L’enjeu, pour un abattoir, un collecteur ou un négociant, n’est donc pas de savoir si le produit garde de la valeur (il en garde beaucoup), mais si la correction actuelle va se poursuivre ou si le marché se dirige vers une forme de stabilisation à haut niveau.

1. Rappel : un produit rare, au cœur de la pharmacopée chinoise Les calculs biliaires bovins sont utilisés depuis des siècles dans la médecine traditionnelle chinoise (MTC). Sous le nom de Niu Huang (牛黄), ils entrent notamment dans la composition de la pilule Angong Niuhuang Wan, un remède emblématique utilisé dans les troubles neurologiques graves (AVC, comas fébriles, troubles de la conscience, etc.).

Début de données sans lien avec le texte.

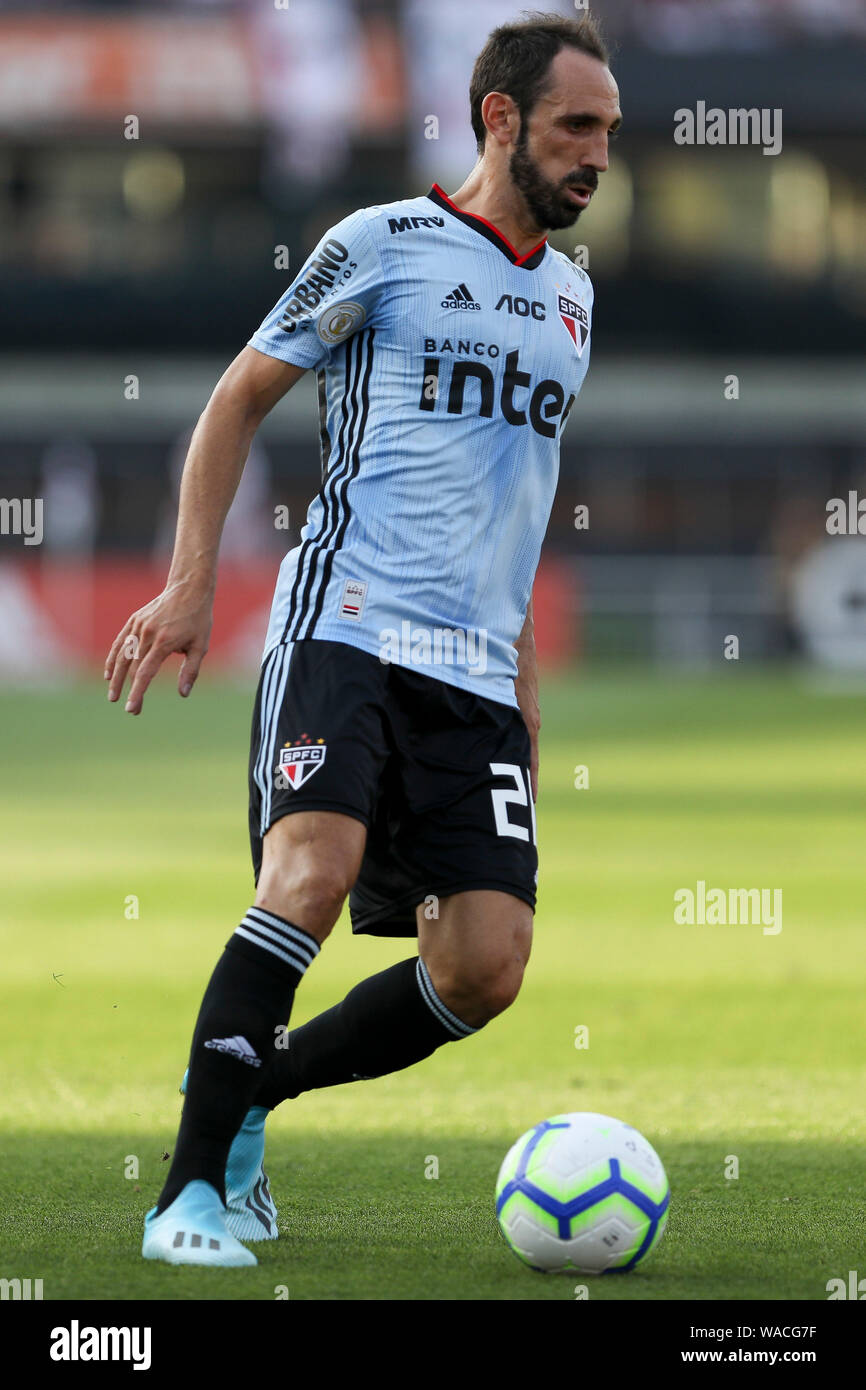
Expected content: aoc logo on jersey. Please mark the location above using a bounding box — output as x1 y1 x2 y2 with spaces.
559 295 589 357
277 734 328 791
316 299 367 345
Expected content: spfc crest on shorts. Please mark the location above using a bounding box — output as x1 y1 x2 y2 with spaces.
559 295 589 357
277 742 328 791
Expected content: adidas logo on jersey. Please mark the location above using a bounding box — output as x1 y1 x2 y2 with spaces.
442 285 481 309
204 1037 261 1066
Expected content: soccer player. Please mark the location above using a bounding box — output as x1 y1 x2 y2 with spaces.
106 15 621 1265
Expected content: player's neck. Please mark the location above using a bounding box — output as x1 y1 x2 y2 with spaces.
449 160 548 256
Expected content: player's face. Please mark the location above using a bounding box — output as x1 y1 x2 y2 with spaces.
510 49 623 231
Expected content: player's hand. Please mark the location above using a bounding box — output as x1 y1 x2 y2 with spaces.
104 582 214 714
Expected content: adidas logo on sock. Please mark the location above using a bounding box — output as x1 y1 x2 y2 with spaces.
442 284 481 309
204 1037 261 1066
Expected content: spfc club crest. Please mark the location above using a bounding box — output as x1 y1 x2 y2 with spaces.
277 742 328 791
559 295 589 357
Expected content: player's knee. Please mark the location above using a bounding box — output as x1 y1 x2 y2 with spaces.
256 856 352 941
434 956 524 1029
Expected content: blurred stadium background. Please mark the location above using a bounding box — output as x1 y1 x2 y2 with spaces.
0 0 866 684
0 0 866 1301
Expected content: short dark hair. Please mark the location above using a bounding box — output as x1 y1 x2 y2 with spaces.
468 14 609 153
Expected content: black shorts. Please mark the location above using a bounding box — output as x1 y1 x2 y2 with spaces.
250 638 538 937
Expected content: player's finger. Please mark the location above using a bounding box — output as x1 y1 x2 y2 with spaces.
104 617 132 681
108 632 142 701
178 646 207 698
124 646 172 714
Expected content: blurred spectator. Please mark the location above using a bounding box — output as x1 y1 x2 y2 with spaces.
154 430 280 560
40 439 100 556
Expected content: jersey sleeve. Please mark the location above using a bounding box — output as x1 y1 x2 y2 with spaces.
249 209 382 368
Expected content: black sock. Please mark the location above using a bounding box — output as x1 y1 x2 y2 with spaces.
157 908 320 1212
253 956 477 1109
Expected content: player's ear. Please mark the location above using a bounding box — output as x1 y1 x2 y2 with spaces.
481 92 520 145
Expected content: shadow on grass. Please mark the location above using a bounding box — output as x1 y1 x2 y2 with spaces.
0 1129 866 1301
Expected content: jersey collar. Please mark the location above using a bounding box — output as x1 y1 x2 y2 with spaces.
427 183 548 270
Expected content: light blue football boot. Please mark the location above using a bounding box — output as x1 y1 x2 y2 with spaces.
142 1177 259 1269
181 1068 279 1240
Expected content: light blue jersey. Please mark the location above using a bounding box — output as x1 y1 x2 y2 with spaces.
250 185 592 706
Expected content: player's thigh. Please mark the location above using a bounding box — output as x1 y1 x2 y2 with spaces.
256 810 367 941
417 888 532 1017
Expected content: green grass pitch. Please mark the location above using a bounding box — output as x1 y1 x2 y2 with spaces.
0 663 866 1300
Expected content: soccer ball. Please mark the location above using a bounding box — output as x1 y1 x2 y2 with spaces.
496 1112 670 1275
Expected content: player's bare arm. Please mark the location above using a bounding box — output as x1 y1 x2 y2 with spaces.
104 346 304 714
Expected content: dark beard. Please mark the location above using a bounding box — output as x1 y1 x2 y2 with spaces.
509 125 598 232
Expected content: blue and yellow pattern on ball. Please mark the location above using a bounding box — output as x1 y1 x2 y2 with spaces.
496 1112 670 1275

Quelques caractéristiques structurent ce marché : – Une demande finale ultra-concentrée en Asie, essentiellement en Chine continentale et à Hong Kong, où sont basés les grands fabricants de MTC et les distributeurs. – Une production naturelle extrêmement rare : on évoque environ 200 kg par an pour toute l’Australie, et environ 2 tonnes pour le Brésil, premier producteur mondial. – Un fossé structurel entre offre et demande : la demande pharmaceutique se mesure en tonnes, alors que la production naturelle mondiale de niu huang se situe très en dessous de ce niveau.

Ce déséquilibre explique que, dès les années 2010, les calculs biliaires soient déjà vendus plus cher que l’or dans certains marchés d’Asie.

2. La bulle des années 2020 : du « brown gold » à l’euphorie spéculative

2.1. Explosion de la demande en Chine Les importations mondiales de calculs bovins via Hong Kong ont fortement progressé entre 2019 et 2023, dopées par la hausse des ventes d’Angong Niuhuang Wan et de préparations proches, par le vieillissement de la population chinoise et par la montée en puissance de la MTC dans le système de santé. Dans les médias chinois et hongkongais, les calculs de bœuf sont décrits comme un « nouvel or », alimentant une fascination populaire et des attentes spéculatives.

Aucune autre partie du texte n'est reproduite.